The DHT22 sensor defines a sequence of high, low and waiting operations specified in the datasheet to read data. Luckily, you and I don't have to code and manually test such methods thanks to the dht-embedded-rs crate.
// Initializes the sensor telling that communication should be performed through the GPIO pin
// number 32. Don't forget to change this value if you are using a different pin!
fn dht22(delay: Delay, gpio: GPIO, io_mux: IO_MUX) -> Dht22<OutputOpenDrain<'static>, Delay> {
Dht22::new(OutputOpenDrain::new(Io::new(gpio, io_mux).pins.gpio32, Level::High, Pull::None), delay)
}
Since the DHT22 sensor requires a 2-second interval between readings, we finalize our code with an infinite loop where in each iteration the program waits for the required interval, reads data, and then stores the humidity and temperature values in the PostgreSQL database.
loop {
delay.delay(2000.millis());
let sensor_reading = dht22.read().unwrap();
let _ = executor
.execute_with_stmt(
"INSERT INTO sensor (humidity, temperature) VALUES ($1, $2)",
(sensor_reading.humidity, sensor_reading.temperature),
)
.await
.unwrap();
}
Here goes a script for your convenience. Don't forget to insert the credentials of the WiFi.
#!/usr/bin/env bash
export ESP_LOG="INFO"
export URI="postgres://esp32:esp32@127.0.0.1:5432/esp32?channel_binding=disable"
export WIFI_PW=""
export WIFI_SSID=""
podman rm -f esp32
podman run \
-d \
--name esp32 \
-e POSTGRES_DB=esp32 \
-e POSTGRES_PASSWORD=esp32 \
-p 5432:5432 \
-v .scripts/postgres.sh:/docker-entrypoint-initdb.d/setup.sh \
docker.io/library/postgres:17
cargo run --release
Final words
That is it! You just established a remote PostgreSQL connection via WiFi using SCRAM-SHA-256 without channel binding over a TLS 1.3 session encrypted with the Aes128GcmSha256 cipher schema.

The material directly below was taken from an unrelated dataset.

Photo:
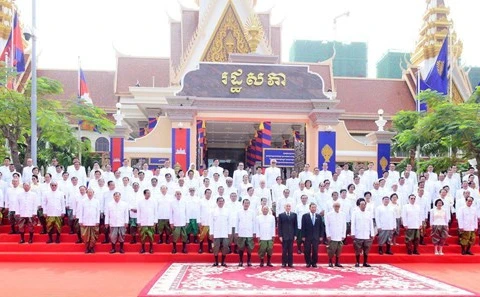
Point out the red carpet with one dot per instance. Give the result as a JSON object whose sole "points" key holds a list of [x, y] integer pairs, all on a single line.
{"points": [[68, 251], [379, 280]]}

Although not as flexible, you no longer need to set-up an intermediary HTTP server on a x86-64 platform to proxy data storage.
To make good use of the camera that came with my development board, I will demonstrate (with enough time and motivation) how to implement real-time image streaming over gRPC in an upcoming post.